The paper tackles the sim-to-real gap in RL by learning a latent-space residual correction to a pretrained latent-state world model (DRAW), creating ReDRAW. It trains the latent encoder in simulation and learns a small residual δ_ derivative on real offline data to align latent-state dynamics with the real world, enabling policy optimization via imagined rollouts under corrected dynamics without requiring real rewards. Empirically, ReDRAW outperforms finetuning and zeroshot baselines in four DeepMind Control pairs and succeeds in sim-to-real Duckiebot lane-following with only about 17 minutes of real data, while maintaining robustness to overfitting in low-data regimes. The work demonstrates practical, data-efficient dynamics adaptation for vision-based robotic control and provides open-source tools for sim-to-real exploration. The approach bridges latent representation learning, residual dynamics, and model-based RL to enable reliable deployment in real environments even with limited real data.

Abstract

Simulation-to-reality reinforcement learning (RL) faces the critical challenge of reconciling discrepancies between simulated and real-world dynamics, which can severely degrade agent performance. A promising approach involves learning corrections to simulator forward dynamics represented as a residual error function, however this operation is impractical with high-dimensional states such as images. To overcome this, we propose ReDRAW, a latent-state autoregressive world model pretrained in simulation and calibrated to target environments through residual corrections of latent-state dynamics rather than of explicit observed states.
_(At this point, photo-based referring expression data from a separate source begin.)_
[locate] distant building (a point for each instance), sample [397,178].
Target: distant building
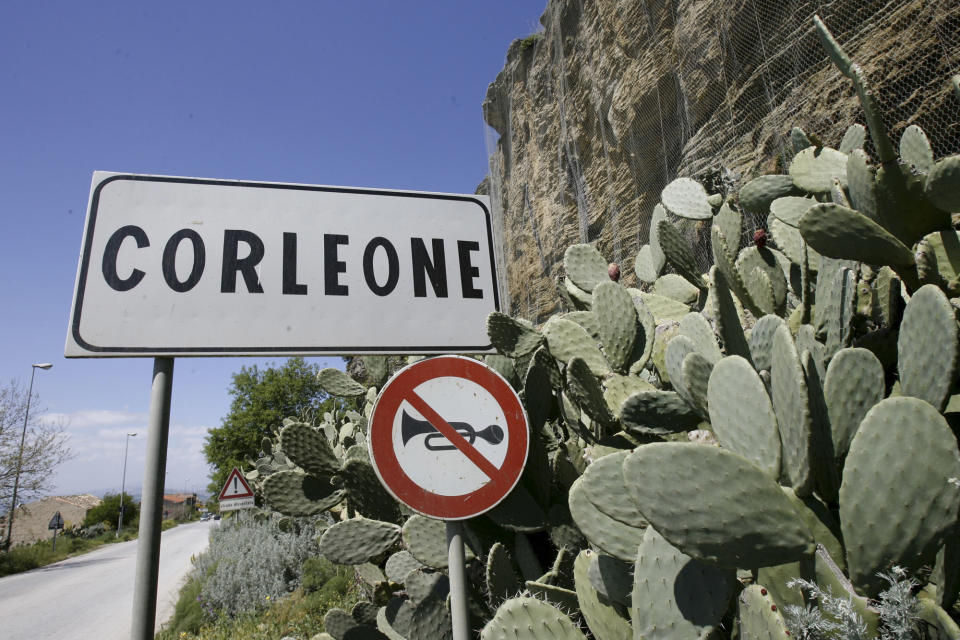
[179,505]
[31,519]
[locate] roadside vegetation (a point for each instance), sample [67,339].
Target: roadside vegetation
[98,528]
[260,578]
[24,557]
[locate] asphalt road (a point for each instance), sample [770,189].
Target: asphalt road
[91,596]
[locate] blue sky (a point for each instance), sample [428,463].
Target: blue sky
[363,93]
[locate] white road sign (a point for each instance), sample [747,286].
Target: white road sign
[236,493]
[196,267]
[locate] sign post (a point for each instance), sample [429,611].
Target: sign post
[448,437]
[56,522]
[173,267]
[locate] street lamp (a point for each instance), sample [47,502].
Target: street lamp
[123,482]
[23,437]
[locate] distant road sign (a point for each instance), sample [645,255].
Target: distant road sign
[189,267]
[448,437]
[236,493]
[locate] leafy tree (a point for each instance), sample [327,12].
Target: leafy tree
[109,510]
[262,398]
[44,447]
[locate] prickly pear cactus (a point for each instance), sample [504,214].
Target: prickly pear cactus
[789,414]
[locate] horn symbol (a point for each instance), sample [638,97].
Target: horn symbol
[411,427]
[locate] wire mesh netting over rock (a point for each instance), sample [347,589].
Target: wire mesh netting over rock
[593,116]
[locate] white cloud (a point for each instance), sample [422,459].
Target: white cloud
[94,418]
[97,439]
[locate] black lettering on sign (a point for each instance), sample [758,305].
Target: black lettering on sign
[170,260]
[290,285]
[393,266]
[112,250]
[424,267]
[467,271]
[246,266]
[332,266]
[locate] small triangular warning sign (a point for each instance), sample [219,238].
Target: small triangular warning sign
[236,487]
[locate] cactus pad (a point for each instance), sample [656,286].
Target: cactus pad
[528,618]
[788,389]
[757,195]
[611,536]
[338,383]
[400,564]
[915,149]
[741,414]
[853,385]
[658,413]
[618,388]
[697,328]
[294,493]
[840,232]
[604,485]
[675,287]
[761,340]
[358,540]
[646,268]
[943,184]
[501,578]
[917,504]
[789,210]
[760,619]
[601,615]
[853,138]
[675,596]
[616,321]
[656,252]
[679,254]
[586,391]
[426,540]
[762,259]
[566,340]
[696,372]
[510,337]
[736,517]
[814,170]
[927,346]
[309,449]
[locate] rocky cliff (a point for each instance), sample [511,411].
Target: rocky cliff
[615,98]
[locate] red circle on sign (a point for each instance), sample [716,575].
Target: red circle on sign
[380,438]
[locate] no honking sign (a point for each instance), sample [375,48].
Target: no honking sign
[448,437]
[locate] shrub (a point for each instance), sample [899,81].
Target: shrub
[316,572]
[250,563]
[188,614]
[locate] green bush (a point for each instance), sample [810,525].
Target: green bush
[250,563]
[188,614]
[316,572]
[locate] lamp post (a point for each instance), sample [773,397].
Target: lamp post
[23,437]
[123,482]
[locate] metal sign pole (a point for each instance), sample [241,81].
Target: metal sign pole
[459,613]
[151,503]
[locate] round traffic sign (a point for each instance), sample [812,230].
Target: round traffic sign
[448,437]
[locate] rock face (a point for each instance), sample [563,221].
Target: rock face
[31,519]
[615,98]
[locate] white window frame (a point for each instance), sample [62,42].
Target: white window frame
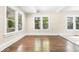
[41,21]
[16,21]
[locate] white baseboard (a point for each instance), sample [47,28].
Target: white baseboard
[42,34]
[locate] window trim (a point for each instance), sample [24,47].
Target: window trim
[16,21]
[74,22]
[41,21]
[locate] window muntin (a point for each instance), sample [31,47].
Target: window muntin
[19,21]
[10,20]
[45,22]
[69,22]
[37,22]
[77,22]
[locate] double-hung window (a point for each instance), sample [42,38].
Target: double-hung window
[73,22]
[13,20]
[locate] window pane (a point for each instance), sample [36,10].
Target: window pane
[19,22]
[77,22]
[37,22]
[70,22]
[10,20]
[45,22]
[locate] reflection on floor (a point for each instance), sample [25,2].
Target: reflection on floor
[38,44]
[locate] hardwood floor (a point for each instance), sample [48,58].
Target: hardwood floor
[38,44]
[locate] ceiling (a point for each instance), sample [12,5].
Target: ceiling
[36,9]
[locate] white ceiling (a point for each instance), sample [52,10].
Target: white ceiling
[35,9]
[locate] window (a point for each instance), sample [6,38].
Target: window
[70,22]
[10,20]
[19,21]
[77,22]
[13,20]
[73,22]
[45,22]
[37,22]
[41,22]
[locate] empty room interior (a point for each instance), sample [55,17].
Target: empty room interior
[39,28]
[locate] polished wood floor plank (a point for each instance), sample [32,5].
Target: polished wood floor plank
[38,44]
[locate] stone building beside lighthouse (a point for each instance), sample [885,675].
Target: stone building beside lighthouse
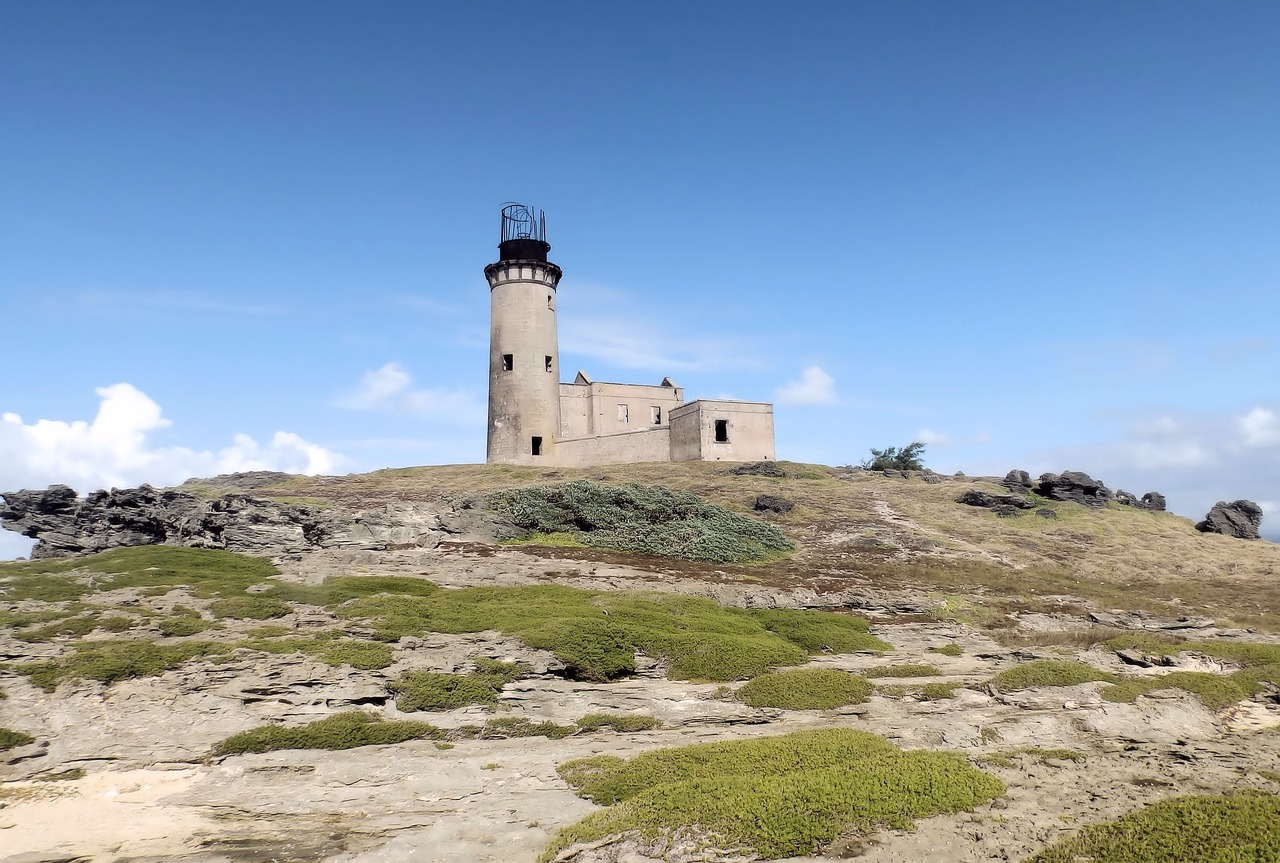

Using this adapted world model, ReDRAW enables RL agents to be optimized with imagined rollouts under corrected dynamics and then deployed in the real world. In multiple vision-based MuJoCo domains and a physical robot visual lane-following task, ReDRAW effectively models changes to dynamics and avoids overfitting in low data regimes where traditional transfer methods fail.

Paper Structure

This paper contains 34 sections, 7 equations, 11 figures, 2 tables.

Figures (11)

  • Figure 1: (Left) The DRAW world model is trained to encode states into a latent representation, from which states, rewards, terminations, and future latent states are predicted. An RL agent is trained in the world model via synthetic rollouts. (Right) World model dynamics can be calibrated to a target environment by training a residual error correction on latent state dynamics predictions, allowing the RL agent to be trained under rectified dynamics.
  • Figure 2: Average evaluation episode return transferring from each DMC environment to a modified variant of it given $4e4$ offline target environment transition samples. Shaded regions indicate the standard error of the mean over 4 seeds for each method. ReDRAW consistently achieves high returns in the target environments and avoids overfitting.
  • Figure 3: Impact of offline adaptation dataset size and source/target domain data collection strategies on ReDRAW. Expert demonstrations consistently provide useful target domain data for adaptation. Collecting diverse simulation experience with a method like Plan2Explore is essential for good transfer performance.
  • Figure 4: (a) Digital-twin simulation constructed using Gaussian splatting gaussiansplatting. (b) Real-world robot lane-following environment. (c) Simulation state image component. (d) Real-world state image component. The agent is tasked to drive quickly around the track while staying near the lane center using an egocentric camera and velocity sensor. We train our DRAW world model in simulation and calibrate its dynamics with ReDRAW on offline real trajectories, producing a successful agent in the real environment.
  • Figure 5: (Left) The actor and critic are trained by interacting with the world model. Starting from an environment state sampled from the replay buffer, the world model generates imagined rollouts using actions provided by the actor. The residual component is omitted during DRAW pretraining. (Right) At deployment, only the encoder and actor modules are utilized. The immediate environment state is processed by the encoder, and the actor generates an action based on $z_t$ sampled from $\sigma_t$.